Diversi studi comparativi [12, 1719] hanno confrontato i risultati clinici e funzionali ottenuti con le diverse opzioni di trattamento oggi disponibili per la gestione delle fratture diafisarie dell’omero, riportando dei risultati pressoché sovrapponibili. Pertanto, ancora oggi la scelta del corretto trattamento di una frattura diafisaria di omero francamente chirurgica può prestarsi a diverse interpretazione e per questo a differenti approcci chirurgici.

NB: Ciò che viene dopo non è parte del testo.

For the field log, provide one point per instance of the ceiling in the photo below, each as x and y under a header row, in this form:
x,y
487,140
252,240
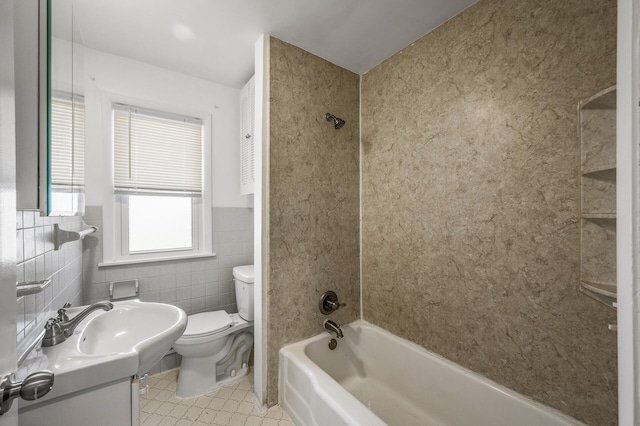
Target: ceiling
x,y
214,39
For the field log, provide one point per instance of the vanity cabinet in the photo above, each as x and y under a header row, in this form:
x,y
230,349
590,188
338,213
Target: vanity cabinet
x,y
598,196
105,405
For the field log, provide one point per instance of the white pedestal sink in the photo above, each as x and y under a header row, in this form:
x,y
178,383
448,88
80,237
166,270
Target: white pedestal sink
x,y
94,366
149,329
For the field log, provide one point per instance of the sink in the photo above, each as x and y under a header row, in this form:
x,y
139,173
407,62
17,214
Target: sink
x,y
148,329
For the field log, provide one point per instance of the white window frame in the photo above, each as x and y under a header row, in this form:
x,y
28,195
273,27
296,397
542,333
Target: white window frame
x,y
115,206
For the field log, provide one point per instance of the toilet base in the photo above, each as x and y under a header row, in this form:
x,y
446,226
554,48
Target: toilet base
x,y
199,375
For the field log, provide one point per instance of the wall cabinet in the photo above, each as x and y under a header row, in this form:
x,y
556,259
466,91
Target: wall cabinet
x,y
598,196
247,137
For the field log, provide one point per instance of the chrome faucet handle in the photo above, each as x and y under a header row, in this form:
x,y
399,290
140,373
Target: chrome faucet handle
x,y
62,312
53,333
35,386
329,303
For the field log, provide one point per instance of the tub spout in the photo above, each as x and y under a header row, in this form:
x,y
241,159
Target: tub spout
x,y
333,327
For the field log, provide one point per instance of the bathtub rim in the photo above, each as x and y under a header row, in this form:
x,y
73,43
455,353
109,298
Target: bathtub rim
x,y
296,351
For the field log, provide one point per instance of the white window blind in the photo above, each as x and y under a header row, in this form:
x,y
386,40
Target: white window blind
x,y
156,152
67,141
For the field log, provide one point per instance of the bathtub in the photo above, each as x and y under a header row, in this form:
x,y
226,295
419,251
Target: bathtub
x,y
376,378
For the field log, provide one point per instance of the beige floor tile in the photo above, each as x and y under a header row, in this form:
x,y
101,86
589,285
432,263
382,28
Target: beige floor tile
x,y
165,408
217,403
253,421
153,420
231,405
168,421
207,416
222,418
178,411
203,401
193,413
151,406
238,395
275,412
245,408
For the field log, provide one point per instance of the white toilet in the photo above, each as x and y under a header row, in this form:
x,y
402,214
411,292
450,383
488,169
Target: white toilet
x,y
216,346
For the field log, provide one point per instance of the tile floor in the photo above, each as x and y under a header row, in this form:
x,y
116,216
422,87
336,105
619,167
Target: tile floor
x,y
233,405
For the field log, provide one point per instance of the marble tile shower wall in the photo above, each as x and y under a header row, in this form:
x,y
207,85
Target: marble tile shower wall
x,y
37,260
195,285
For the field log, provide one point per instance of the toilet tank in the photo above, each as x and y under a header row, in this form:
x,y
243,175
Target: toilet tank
x,y
243,279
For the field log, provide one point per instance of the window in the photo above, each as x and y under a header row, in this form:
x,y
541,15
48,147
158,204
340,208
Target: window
x,y
157,185
66,171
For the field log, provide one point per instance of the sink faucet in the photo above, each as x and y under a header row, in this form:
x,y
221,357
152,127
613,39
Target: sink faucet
x,y
57,330
333,327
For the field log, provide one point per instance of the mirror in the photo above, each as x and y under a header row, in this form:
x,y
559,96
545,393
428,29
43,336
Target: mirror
x,y
62,146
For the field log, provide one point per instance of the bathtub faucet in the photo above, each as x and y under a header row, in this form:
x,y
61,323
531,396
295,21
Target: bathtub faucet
x,y
333,327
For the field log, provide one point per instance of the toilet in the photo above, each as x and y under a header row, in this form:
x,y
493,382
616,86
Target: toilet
x,y
216,346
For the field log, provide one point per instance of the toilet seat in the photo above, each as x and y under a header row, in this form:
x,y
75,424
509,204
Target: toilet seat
x,y
206,324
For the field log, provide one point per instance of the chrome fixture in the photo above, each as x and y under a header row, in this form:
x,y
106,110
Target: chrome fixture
x,y
57,331
337,122
31,287
35,386
333,343
62,312
329,302
333,327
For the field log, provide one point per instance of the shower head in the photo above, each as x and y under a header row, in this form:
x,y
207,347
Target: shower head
x,y
338,122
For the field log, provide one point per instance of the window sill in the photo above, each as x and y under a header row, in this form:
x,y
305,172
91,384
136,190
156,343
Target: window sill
x,y
153,260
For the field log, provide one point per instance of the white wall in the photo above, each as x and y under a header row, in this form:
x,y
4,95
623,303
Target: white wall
x,y
628,204
125,80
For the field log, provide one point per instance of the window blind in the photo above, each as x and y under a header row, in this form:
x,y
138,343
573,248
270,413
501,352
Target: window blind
x,y
156,152
67,141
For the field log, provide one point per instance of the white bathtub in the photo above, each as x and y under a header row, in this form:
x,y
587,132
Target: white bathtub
x,y
375,378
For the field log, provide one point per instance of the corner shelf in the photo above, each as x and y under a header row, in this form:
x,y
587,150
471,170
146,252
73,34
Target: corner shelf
x,y
597,197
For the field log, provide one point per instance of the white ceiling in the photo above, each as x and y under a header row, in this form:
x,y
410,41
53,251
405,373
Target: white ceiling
x,y
214,39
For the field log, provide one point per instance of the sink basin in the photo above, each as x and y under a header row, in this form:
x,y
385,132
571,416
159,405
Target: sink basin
x,y
148,329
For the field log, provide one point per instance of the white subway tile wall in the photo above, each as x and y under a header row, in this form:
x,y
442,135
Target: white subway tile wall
x,y
195,285
37,260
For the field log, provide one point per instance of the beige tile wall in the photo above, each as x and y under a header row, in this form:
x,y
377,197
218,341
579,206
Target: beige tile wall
x,y
314,196
471,194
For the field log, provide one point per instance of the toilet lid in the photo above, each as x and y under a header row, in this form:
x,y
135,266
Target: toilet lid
x,y
207,323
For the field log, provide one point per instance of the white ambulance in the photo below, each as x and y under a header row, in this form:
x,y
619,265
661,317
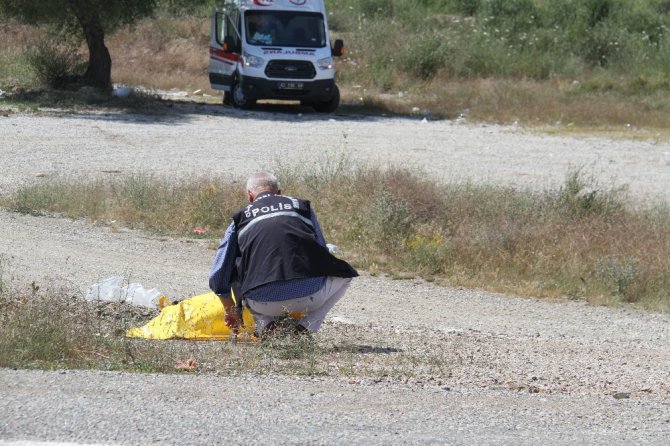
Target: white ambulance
x,y
274,49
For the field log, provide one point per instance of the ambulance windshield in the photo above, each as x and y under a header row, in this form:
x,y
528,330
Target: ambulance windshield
x,y
285,28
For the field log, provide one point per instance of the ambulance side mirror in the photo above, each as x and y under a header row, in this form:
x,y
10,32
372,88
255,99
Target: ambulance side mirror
x,y
228,44
338,48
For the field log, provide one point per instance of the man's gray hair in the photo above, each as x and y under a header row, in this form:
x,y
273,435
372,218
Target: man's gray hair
x,y
263,182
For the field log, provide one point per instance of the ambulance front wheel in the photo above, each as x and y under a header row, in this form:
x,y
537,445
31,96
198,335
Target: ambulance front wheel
x,y
328,106
227,98
239,99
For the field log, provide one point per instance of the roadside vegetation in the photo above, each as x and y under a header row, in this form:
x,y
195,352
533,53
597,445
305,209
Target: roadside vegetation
x,y
583,241
575,64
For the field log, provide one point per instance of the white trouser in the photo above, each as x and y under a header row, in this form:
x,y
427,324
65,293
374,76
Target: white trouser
x,y
314,307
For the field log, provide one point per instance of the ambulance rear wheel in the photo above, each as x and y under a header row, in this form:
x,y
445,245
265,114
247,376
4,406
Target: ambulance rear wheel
x,y
328,106
239,99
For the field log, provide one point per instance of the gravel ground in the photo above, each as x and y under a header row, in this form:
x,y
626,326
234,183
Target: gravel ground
x,y
217,140
510,371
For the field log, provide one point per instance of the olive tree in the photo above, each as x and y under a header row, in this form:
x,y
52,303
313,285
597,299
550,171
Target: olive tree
x,y
93,17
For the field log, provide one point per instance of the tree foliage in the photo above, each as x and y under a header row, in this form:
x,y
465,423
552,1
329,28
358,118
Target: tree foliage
x,y
94,18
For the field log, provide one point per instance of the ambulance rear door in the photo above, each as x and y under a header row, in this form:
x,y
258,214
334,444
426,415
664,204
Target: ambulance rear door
x,y
225,48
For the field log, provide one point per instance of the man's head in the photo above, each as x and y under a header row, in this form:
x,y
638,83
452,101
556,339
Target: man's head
x,y
262,182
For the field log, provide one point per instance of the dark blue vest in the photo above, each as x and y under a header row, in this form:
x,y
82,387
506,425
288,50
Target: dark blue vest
x,y
277,242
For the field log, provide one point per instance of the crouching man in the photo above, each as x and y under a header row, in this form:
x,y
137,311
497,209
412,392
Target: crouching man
x,y
275,258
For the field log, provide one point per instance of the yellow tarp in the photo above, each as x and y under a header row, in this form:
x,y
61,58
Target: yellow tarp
x,y
199,318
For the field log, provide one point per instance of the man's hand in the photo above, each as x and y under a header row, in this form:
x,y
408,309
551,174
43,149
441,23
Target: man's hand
x,y
231,318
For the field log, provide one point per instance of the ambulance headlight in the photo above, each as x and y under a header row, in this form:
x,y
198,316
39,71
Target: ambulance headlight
x,y
252,61
325,64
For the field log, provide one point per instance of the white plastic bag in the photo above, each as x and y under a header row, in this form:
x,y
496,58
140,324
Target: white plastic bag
x,y
113,290
109,290
137,295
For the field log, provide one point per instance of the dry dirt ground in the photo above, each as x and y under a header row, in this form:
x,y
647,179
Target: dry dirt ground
x,y
470,367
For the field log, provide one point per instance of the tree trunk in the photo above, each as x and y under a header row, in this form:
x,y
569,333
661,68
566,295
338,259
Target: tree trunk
x,y
99,71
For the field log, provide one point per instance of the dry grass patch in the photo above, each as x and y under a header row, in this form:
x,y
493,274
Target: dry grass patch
x,y
584,241
163,53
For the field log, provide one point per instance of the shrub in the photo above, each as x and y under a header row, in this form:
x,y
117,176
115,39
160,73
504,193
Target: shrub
x,y
56,65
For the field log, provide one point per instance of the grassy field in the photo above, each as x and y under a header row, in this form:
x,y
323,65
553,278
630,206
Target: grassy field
x,y
572,64
580,241
588,65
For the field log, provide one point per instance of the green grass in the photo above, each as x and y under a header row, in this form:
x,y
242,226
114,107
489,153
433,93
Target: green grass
x,y
583,241
57,329
575,64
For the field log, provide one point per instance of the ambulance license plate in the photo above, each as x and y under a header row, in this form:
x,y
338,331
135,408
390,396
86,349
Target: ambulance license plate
x,y
290,85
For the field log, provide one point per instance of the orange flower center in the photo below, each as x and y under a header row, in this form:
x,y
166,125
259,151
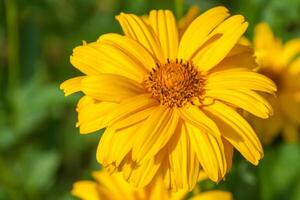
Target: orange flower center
x,y
175,83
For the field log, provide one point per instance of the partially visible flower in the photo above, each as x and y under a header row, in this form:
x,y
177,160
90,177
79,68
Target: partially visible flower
x,y
281,63
169,102
113,187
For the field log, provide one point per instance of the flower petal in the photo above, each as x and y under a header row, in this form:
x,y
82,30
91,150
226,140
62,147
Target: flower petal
x,y
209,150
91,117
239,80
246,99
163,23
213,195
183,160
139,57
131,107
115,145
110,87
135,28
97,58
231,31
187,19
239,58
236,130
196,117
72,85
85,190
291,49
155,133
196,34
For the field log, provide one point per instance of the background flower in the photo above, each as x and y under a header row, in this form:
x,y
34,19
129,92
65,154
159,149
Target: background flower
x,y
281,63
38,139
168,102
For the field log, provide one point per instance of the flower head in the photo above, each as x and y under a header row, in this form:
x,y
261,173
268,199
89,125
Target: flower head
x,y
170,104
113,187
279,62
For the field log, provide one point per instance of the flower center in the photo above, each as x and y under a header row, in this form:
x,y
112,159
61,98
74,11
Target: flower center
x,y
175,83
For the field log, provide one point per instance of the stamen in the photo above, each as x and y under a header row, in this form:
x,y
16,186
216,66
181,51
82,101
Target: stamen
x,y
175,84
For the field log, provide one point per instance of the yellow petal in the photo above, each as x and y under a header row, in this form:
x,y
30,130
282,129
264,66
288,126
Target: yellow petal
x,y
239,80
130,107
213,195
183,160
141,175
155,133
139,58
263,36
230,32
245,99
97,58
237,131
113,186
91,117
86,190
294,68
135,28
239,58
291,49
111,88
163,23
196,34
187,19
72,85
205,144
115,145
196,117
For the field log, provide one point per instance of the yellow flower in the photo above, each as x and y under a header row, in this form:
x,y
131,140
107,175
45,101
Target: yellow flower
x,y
113,187
168,103
278,61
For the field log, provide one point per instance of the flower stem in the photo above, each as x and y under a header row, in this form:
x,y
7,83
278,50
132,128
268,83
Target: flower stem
x,y
179,6
13,44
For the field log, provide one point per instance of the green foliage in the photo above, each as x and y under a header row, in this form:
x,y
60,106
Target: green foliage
x,y
41,151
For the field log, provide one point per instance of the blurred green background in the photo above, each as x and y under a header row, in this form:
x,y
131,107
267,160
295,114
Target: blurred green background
x,y
41,151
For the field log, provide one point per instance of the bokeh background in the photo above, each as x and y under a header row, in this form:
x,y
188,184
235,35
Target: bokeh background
x,y
41,151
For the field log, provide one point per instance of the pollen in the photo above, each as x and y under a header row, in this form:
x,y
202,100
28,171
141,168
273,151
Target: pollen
x,y
175,83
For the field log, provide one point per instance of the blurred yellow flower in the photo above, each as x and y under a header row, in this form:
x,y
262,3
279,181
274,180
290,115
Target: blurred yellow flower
x,y
279,62
168,103
113,187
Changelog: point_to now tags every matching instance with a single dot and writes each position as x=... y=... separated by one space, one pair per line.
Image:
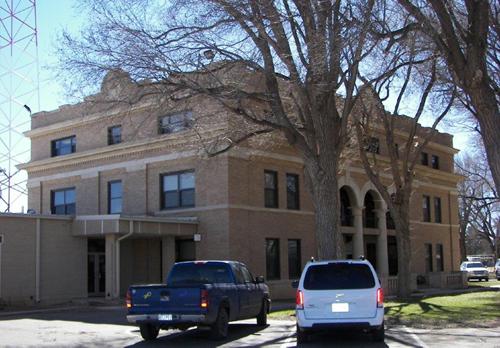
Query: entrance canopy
x=136 y=226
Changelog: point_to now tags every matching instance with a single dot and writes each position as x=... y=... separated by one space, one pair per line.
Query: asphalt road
x=106 y=327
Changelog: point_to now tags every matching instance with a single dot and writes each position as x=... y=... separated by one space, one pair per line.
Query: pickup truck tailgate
x=160 y=298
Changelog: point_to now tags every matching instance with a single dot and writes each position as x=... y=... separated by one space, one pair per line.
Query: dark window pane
x=272 y=259
x=171 y=199
x=334 y=276
x=70 y=209
x=437 y=209
x=294 y=259
x=424 y=158
x=170 y=183
x=439 y=258
x=435 y=162
x=292 y=191
x=187 y=180
x=426 y=209
x=63 y=146
x=428 y=258
x=114 y=135
x=59 y=198
x=187 y=198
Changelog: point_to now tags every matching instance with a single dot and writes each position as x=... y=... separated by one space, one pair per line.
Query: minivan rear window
x=338 y=275
x=192 y=274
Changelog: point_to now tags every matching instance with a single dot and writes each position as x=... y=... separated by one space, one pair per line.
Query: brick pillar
x=357 y=239
x=167 y=255
x=382 y=253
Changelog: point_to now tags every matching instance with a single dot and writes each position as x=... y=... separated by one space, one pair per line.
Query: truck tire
x=378 y=334
x=302 y=335
x=219 y=328
x=149 y=332
x=262 y=316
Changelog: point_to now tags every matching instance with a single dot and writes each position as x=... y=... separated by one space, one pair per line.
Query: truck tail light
x=204 y=298
x=380 y=298
x=299 y=299
x=128 y=299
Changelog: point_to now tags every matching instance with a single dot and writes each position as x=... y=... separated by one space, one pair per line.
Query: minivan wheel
x=149 y=332
x=302 y=336
x=262 y=316
x=219 y=328
x=378 y=334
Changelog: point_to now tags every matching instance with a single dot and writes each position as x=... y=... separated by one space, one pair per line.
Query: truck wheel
x=149 y=332
x=262 y=316
x=302 y=336
x=378 y=334
x=219 y=328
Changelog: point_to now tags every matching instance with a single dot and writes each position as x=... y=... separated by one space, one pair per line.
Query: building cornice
x=119 y=150
x=83 y=120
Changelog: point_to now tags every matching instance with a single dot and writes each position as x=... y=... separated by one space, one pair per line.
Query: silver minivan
x=339 y=294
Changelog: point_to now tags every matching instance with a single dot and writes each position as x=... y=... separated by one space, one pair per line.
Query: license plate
x=342 y=307
x=164 y=316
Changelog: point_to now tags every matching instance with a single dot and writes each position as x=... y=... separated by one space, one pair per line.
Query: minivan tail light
x=204 y=298
x=380 y=298
x=299 y=299
x=128 y=299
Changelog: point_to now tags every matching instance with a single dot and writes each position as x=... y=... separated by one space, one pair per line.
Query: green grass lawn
x=472 y=309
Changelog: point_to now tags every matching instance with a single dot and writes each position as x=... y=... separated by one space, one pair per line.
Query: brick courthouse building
x=120 y=192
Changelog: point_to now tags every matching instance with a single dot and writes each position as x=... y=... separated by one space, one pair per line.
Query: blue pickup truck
x=199 y=293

E se il trattamento con fissatore esterno viene generalmente riservato ai politraumi e alle fratture complesse esposte, e così come la necessità di esplorare un focolaio di frattura per intervenire su lesioni neuro-vascolari impone quasi sempre l’utilizzo di una placca, nei restanti casi la scelta tra un inchiodamento endomidollare o l’utilizzo di una placca in compressione dipende fondamentalmente dall’esperienza del chirurgo e dalla sua confidenza con ciascuno di questi mezzi di sintesi.

Conclusioni

Il trattamento delle fratture diafisarie di omero è attualmente un capitolo della traumatologia di notevole interesse e in continua evoluzione che si avvale dei nuovi concetti di riduzione e sintesi, basati sempre più, rispetto al passato, sulla migliore comprensione della biologia della riparazione delle fratture e sull’importante ruolo dei tessuti molli nel processo di guarigione.

Le fratture diafisarie dell’omero sono generalmente il risultato, nel soggetto giovane, di un trauma diretto ad alta energia o di forze rotazionali a bassa energia. Esistono diverse possibilità terapeutiche, ciascuna associata a specifici vantaggi e svantaggi e in grado di garantire un’ottima guarigione con eccellente ripresa funzionale se eseguite con la giusta indicazione e con un corretto gesto chirurgico.